Два актера ведут диалог, а зрители задних рядов неслышно привстают, чтобы не пропустить самого тихого слова. Интонации, паузы, актерские жесты отобраны с какой-то операционной точностью. Верховенский ждет необходимого для "дела" предсмертного письма. А симпатичный Кирилов, ради своего индивидуального "дела" уже принявший решение о самоубийстве, вдруг - наперекор собственным и чужим теориям - бунтует против смерти. Он хочет жить! По существу, Верховенский убил этого человека. То, как цинично и холодно он это проделывает, даже вспомнить страшно.

Это вообще мучительно - наблюдать, что из мрака русской жизни выступает идея какого-то "общего дела", подчиняет себе интеллект и волю многих, вербует сторонников, подбирает необходимый атрибут - острые ножи, скользкие веревки. Разгулявшись, злая сила играет с человеческими страстями, попирает все живое, а после себя оставляет только трупы - обугленные, растоптанные, может, уже и не годные для опознания. По счастью, эти ужасы на сцене не показаны. Но к финалу мы узнаем, что хромоножка и ее брат зарезаны, Кириллов нажал-таки на курок, а Лиза затоптана толпой. Последнее из этого ряда наглядное знание: стоя в луче света, Николай Ставрогин так вдергивает головой, так откидывает ее назад, что нет сомнений и в его страшном конце. В длинном спектакле многое кратко и краткости найдено точное место.

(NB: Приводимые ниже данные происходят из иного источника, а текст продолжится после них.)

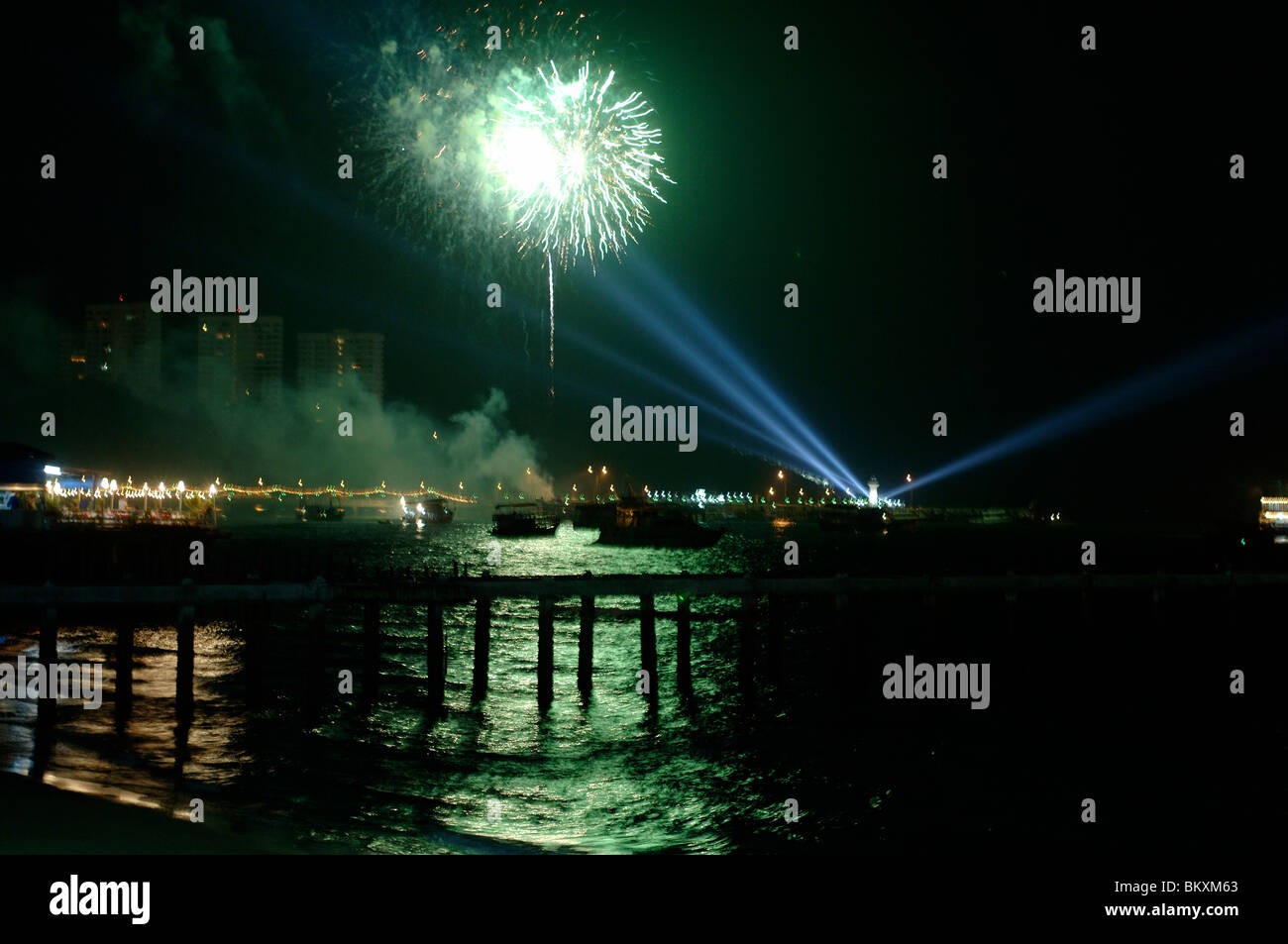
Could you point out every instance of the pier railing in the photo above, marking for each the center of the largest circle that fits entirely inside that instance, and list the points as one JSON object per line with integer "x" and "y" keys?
{"x": 127, "y": 604}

Если позволено и критику иногда прибегать к краткости, я воспользуюсь этим правом. Такие спектакли, как "Гаудеамус" и "Клаустрофобия", не вызвали у меня желания долго о них думать. Притом что наглядна прекрасная техническая выучка молодых актеров, и следует поклониться сверхдобросовестному труду тех педагогов, которые натренировали своих учеников почти как хороших циркачей.

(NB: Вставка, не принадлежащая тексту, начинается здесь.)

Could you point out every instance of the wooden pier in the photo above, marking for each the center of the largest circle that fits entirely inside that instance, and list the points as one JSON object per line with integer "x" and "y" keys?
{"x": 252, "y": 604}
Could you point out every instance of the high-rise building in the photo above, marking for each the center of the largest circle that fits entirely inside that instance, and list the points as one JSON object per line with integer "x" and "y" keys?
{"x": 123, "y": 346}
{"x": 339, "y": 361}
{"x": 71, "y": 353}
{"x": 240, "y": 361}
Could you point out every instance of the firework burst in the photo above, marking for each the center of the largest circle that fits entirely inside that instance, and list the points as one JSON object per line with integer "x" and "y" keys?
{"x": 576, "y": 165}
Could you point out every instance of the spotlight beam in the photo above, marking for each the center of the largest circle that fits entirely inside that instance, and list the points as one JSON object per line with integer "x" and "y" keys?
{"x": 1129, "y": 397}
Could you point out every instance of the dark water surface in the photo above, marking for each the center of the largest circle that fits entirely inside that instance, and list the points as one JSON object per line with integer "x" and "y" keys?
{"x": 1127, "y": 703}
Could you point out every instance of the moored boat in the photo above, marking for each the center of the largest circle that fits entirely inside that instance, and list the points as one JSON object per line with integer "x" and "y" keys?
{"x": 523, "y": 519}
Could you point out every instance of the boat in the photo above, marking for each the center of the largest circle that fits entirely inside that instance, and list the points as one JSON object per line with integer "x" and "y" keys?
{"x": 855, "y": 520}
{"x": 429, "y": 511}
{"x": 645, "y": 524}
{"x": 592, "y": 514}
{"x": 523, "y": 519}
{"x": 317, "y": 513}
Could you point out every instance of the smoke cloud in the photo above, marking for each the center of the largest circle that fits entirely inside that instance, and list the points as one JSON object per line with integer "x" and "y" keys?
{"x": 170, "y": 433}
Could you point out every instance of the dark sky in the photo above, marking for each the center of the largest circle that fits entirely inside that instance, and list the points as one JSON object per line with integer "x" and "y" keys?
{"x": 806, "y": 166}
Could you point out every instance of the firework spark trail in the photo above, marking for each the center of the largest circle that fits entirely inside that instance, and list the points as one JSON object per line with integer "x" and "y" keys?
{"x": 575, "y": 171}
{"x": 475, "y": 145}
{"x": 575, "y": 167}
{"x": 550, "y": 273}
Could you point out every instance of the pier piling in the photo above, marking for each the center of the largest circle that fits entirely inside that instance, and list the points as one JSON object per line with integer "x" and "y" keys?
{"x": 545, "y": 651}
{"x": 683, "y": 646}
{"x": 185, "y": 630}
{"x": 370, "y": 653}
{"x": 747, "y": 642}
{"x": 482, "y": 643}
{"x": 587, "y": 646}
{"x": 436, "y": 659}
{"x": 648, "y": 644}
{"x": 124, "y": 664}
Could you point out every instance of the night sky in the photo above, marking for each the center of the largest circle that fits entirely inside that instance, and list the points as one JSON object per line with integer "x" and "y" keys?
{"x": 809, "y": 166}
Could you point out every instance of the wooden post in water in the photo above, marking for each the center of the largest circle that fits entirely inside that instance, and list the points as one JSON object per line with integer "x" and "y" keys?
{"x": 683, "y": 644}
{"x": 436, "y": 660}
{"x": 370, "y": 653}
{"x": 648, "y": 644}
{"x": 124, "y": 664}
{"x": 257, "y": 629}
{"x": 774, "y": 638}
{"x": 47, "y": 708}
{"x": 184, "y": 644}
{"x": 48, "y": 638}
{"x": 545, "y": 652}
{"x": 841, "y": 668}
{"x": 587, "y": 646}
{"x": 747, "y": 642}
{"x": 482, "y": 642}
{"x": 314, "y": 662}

Но что-то случилось с Додиным. Он прочитал повесть "Стройбат", ознакомился с современной литературой, в его фантазии родился некий образ. Но потом этот образ был заложен будто в компьютер. Фигурки на экране двигаются с фантастической ловкостью от нажатия режиссерского пальца. Сказать, что эти фигурки чем-то одухотворены, было бы неправдой. В экранном (сценическом) пространстве они двигаются с идеальным ощущением его границ и собственных функций. Додин вдруг выступает как программист. Он придумывает программу - актеры ее выполняют. Заложен в такой компьютер, допустим, образ солдатского нужника, и именно он возникает, когда десять солдат по очереди в снегу проваливаются в те ямы, что кружками, надо понимать, очерчены на полу сцены. В "Гаудеамусе" "само собой" возникает этот монотонно-зловонный образ, шокирующий чистюль вроде меня. Убедителен ли этот образ? Да, конечно. Солдатская жизнь груба. Армия убивает в людях все индивидуальное. И все индивидуальные приметы персонажей сведены к границе почти полного исчезновения. Если в каком-то одном солдатике проснулось что-то человечески любопытное, нет возможности запомнить его лицо. Обезличивание - закон армии. Мысль эту трудно не понять. Но спектакль, как ни странно, тоже в этом отношении законопослушен. Стараясь разоблачить кошмар советской казармы, режиссер не взрывает этой казарменности изнутри, остается в ее пределах.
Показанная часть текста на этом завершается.